CpS 450 Language Translation Systems

ANTLR Parse Tree Processing

Parse Tree Structure

ANTLR parse trees consist of nodes that implement the ParseTree interface and subinterfaces:

ParseTree
  ^-- RuleNode
  |-- TerminalNode 
  • A RuleNode represents a nonterminal
  • A TerminalNode represents a terminal

Terminal Nodes

A TerminalNode represents a token.

  • Use its getSymbol() method to obtain the ANTLR Token, so that you can get the line number, or the type of the token.
  • Use its getText() method to get the text of the token.

Nonterminal Nodes

For each nonterminal in the grammar, ANTLR generates a class named nonterminal-nameContext. The class contains methods to retrieve the children of that nonterminal.

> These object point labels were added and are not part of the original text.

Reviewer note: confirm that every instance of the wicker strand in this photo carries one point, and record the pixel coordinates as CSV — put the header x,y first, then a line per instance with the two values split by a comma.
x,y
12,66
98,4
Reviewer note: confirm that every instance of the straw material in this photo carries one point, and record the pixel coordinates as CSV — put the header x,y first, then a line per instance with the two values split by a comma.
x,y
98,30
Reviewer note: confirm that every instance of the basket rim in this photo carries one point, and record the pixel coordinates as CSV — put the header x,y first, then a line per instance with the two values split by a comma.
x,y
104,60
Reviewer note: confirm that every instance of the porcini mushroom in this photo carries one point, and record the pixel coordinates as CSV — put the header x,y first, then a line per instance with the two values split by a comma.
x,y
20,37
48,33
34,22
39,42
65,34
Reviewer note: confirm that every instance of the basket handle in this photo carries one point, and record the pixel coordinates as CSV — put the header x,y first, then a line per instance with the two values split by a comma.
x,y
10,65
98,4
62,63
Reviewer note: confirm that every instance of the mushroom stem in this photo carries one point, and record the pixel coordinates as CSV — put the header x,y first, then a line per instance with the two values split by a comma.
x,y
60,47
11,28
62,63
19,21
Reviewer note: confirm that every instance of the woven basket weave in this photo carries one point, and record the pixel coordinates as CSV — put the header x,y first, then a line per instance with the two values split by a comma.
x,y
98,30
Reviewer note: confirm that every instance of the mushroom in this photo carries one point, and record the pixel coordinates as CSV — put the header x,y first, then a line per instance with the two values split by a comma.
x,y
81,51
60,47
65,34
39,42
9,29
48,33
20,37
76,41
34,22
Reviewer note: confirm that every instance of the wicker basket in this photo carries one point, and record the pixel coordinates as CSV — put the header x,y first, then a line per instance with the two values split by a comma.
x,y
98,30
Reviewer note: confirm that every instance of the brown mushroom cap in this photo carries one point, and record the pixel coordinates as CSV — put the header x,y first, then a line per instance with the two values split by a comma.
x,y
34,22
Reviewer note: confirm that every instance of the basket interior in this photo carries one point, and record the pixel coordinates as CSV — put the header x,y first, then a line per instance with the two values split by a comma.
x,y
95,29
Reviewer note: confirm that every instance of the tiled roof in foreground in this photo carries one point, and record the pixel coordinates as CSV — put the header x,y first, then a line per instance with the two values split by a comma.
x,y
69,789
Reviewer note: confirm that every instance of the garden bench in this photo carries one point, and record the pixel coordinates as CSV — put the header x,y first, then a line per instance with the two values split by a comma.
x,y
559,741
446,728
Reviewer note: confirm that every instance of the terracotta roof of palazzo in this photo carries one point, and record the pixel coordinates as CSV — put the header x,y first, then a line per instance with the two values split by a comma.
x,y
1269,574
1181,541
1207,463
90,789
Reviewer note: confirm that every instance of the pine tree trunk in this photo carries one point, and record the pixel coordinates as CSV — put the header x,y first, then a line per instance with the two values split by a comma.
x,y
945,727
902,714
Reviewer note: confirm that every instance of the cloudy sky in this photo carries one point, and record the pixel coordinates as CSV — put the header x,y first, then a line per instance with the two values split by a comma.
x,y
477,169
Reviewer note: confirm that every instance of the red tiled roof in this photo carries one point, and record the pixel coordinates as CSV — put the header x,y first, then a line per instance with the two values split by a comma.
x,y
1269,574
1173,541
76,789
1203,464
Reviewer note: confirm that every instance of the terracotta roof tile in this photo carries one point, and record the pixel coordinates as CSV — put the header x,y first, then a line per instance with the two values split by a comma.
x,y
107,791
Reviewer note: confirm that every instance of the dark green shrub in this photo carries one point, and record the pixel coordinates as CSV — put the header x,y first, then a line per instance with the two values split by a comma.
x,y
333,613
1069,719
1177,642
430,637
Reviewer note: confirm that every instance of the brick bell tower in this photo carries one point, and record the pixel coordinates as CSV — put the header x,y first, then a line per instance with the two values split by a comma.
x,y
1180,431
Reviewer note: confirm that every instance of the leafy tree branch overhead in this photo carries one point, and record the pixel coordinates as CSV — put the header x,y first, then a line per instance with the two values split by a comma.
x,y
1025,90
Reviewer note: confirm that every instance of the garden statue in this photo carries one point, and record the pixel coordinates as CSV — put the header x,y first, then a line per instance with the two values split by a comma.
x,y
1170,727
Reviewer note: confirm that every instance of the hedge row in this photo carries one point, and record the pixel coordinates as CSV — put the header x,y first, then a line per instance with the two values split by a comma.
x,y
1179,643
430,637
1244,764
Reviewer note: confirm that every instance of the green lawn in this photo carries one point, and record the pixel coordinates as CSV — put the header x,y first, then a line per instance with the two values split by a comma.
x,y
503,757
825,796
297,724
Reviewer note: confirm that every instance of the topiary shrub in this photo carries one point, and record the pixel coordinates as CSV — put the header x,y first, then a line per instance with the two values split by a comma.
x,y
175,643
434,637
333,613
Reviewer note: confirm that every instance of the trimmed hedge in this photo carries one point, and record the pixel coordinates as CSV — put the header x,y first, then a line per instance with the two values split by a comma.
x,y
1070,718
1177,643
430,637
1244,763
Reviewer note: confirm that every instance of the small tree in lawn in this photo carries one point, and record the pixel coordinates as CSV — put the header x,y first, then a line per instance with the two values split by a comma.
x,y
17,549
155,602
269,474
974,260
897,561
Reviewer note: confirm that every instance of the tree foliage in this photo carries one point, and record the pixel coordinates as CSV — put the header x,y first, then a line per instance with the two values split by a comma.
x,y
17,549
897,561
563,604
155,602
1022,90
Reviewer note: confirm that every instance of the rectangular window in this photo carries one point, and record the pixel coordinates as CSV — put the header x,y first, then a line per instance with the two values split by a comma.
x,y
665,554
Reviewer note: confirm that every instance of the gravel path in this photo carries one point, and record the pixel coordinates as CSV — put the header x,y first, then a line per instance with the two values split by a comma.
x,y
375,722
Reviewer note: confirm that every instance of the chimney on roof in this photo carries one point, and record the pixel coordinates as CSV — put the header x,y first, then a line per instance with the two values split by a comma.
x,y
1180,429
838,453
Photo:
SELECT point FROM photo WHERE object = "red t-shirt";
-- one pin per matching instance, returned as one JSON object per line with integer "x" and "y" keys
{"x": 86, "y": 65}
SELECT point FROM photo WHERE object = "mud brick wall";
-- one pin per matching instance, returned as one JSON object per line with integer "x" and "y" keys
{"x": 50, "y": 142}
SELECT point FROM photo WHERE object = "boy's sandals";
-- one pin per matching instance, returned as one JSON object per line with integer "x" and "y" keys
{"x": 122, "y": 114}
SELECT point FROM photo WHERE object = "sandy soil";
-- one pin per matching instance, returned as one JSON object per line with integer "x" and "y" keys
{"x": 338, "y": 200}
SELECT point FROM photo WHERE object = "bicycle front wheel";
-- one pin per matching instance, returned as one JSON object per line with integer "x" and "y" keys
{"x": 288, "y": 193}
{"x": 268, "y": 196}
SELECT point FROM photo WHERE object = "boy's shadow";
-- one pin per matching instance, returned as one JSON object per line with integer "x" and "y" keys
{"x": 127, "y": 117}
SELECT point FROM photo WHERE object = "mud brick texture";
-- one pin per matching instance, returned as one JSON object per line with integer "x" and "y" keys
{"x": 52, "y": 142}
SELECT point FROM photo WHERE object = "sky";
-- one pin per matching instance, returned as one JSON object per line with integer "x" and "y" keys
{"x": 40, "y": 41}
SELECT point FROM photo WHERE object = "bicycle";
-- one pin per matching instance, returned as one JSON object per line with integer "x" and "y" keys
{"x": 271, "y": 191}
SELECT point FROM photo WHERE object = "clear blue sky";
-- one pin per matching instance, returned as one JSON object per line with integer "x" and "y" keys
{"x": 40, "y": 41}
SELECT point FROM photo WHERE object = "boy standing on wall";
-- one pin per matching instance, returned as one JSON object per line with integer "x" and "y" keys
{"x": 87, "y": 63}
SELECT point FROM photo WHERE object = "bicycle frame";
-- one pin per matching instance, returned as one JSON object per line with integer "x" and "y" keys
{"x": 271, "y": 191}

Example: Consider TinyParser.Assign_stmtContext

Enhancing the ANTLR Grammar

You can add annotations to an ANTLR grammar to make the generated nodes more convenient to work with.

Naming Alternatives

Consider the following fragment:

term
   : ID            
   | integer       
   | '(' expr ')'  
   ;

Consider adding names to the alternatives:

term
   : ID            # IdTerm
   | integer       # IntTerm
   | '(' expr ')'  # ParTerm
   ;

ANTLR will generate classes named IDTermContext, IntTermContext, and ParTermContext - one for each alternative. This will make it easier to determine which alternative was used at a given point in the parse tree.

Naming Symbols

expr
   : expr mul_op expr  
   ...

The fragment above contains two expr nonterminals on the right hand side. You can access them using the generated methods:

List<ExprContext> expr()
ExprContest expr(int i)

Or, you can name them:

expr
   : e1=expr mul_op e2=expr  # MulExpr
   ...

Now, you can access them using the names e1 and e2.

Generating Lists

Consider the following rule:

id_list
   : ID (',' ID)*
   ;

You can make ANTLR generate a single List of ID nodes by enhancing the rule as follows:

id_list
   : ids+=ID (',' ids+=ID)*
   ;

ANTLR will add an instance variable to the generated context class that makes it convenient to iterate over all of the ID tokens:

List<Token> ids;

Decorating Parse Trees

As a compiler traverses a parse tree during semantic checking, it often must decorate the parse tree by adding information to the nodes of the tree. You can get ANTLR to add instance variables to parse tree nodes by adding the returns clause to nonterminal definitions in the grammar:

expr returns [Double foo, String bar]
   : e1=expr mul_op e2=expr  # MulExpr
   | e1=expr add_op e2=expr  # AddExpr
   | term                    # TermExpr
   ;

The returns clause specifies attributes to be added to parse tree nodes. For example, the above causes ANTLR to generate an ExprContext class as follows:

	public static class ExprContext extends ParserRuleContext {
		public Double foo;
		public String bar;
    ...

Traversing Parse Trees

Depth First Traversal

  • A depth first traversal algorithm is appropriate for both semantic analysis and code generation
  • See examples/interpreter/…/TinyInterpreter.java